Value per query will span many orders of magnitude

Since the Industrial Age, civilization has worked to automate as much labor as possible, while utilizing human flexibility to fill in the hard parts with human labor. The “hard” stuff is often not what you think it is. In an Amazon warehouse, inventory management is a tremendously difficult intellectual problem, handled mostly by software, while packing varied items into boxes turns out to be a tremendously difficult physical problem, handled mostly by humans.

Similarly, LLMs are very good at some things while being very bad at others. There is not necessarily any correlation between “LLM strengths” and “economic value”, leading to new arbitrage opportunities between human and LLM effort. Here’s a few areas I see being big opportunities:

  • Information propagation: Jensen Huang has 60 direct reports and runs large group meetings, because he’s a madman and he wants to maximize information throughput to/from his company. You could approximate this by removing half your middle managers ($1000-10000/hour) and letting an LLM monitor your chat messages and answer easier questions on your behalf (say, $10/hour for the highest quality reasoning models).
  • Tutoring: This currently costs $50-200/hour, but it could be done competently at $0.01/hour by an LLM for all topics up through high school. Relatedly, therapists are essentially emotional tutors.
  • Call centers: This currently costs $10/hour at outsourced rates, but it could be done competently at $0.01/hour by an LLM.
  • Translation: This currently costs $10-100/hour for professional translations, but it could be done at $0.01/hour for good-enough translations.

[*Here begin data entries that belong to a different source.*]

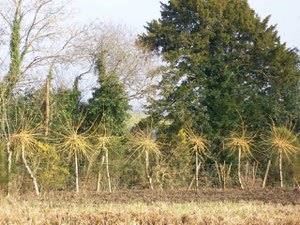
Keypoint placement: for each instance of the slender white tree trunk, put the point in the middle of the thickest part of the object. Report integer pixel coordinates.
(76, 170)
(29, 171)
(47, 101)
(99, 174)
(9, 152)
(147, 169)
(280, 168)
(107, 168)
(266, 174)
(239, 168)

Another type of LLM value is their scalability and flexibility. Imagine the effort that goes into ramping up humans to deal with anticipated one-off spikes in demand, let alone unanticipated spikes in demand. We can summon and then dismiss many copies of the same agent for tasks of all shapes and sizes, at any time of your choosing. There is no need to deal with the headaches of outsourcing - timezones, cultural nuances, accents, international business operations. You can have 24/7 coverage with uniform response quality, instant global rollout of policy changes or other improvements in agent quality. That level of consistency is typically paid for in Enterprise “Call us!” levels of pricing, but can now be had for the price of an on-demand GPU.

Conclusion

I don’t think I’m making any outlandish claims here - merely simple extrapolations of trends that I think have robust foundations, with a dash of history. And yet the conclusions are surprising. The world of 2030 will be as unrecognizable to us as the world of cellphones today was in 2010, and as the world of the connected Internet was in 2000.